At present, the state of Utah provides no protections for the family pet when it comes to domestic violence or divorce. When it comes to divorce, family pets are considered property, which means that judges make decisions regarding their fate in accordance with asset division laws. However, a new law in the northernmost state of the country that now requires judges to apply rules similar to those for child custody to pets might begin persuading other states to follow suit.
For many families across the nation, including those who do not have children, their pets are an integral part of the family. The thought of the four-legged members of their families being treated like a chair or table is disheartening and perhaps disturbing. Several states do allow pets to be protected by restraining orders in domestic violence cases, but Utah is not one of them.
Alaska’s new law went into effect on Jan. 17. Judges are now required to consider the best interests of the pet when deciding with which party the animal will live. Even joint custody arrangements can be ordered.

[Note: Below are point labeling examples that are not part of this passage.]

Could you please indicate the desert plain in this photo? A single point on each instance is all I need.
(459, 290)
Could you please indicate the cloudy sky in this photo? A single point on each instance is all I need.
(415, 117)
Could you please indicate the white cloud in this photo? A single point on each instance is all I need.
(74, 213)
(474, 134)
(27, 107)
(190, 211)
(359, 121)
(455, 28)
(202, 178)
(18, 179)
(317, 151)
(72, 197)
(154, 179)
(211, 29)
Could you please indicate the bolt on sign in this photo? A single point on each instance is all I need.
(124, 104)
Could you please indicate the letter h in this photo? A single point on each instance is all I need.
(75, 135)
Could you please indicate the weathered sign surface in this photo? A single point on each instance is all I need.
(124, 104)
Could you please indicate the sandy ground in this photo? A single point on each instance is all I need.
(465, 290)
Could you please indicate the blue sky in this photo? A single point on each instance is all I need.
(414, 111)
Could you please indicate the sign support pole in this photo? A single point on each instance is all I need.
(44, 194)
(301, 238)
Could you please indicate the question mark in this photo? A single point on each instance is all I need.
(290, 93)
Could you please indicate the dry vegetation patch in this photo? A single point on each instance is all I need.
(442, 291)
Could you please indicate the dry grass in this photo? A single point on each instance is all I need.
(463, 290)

Alaska already includes pets in domestic violence restraining orders, but now, alleged abusers might also be ordered to pay for the continuing care of the animal as they do for children and spouses.

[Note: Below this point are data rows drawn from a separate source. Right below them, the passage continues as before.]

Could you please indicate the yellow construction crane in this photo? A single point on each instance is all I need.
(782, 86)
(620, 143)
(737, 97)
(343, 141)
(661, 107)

Until and unless the state of Utah changes its laws, couples going through a divorce might consider attempting to come to an arrangement about their pets on their own in order to avoid the court making a decision according to property division laws. More than likely, a judge will approve the plan as part of the divorce settlement. Couples could apply the current child custody framework when creating an agreement that includes scheduling, decision-making and economic provisions when considering the futures of these non-human members of the family.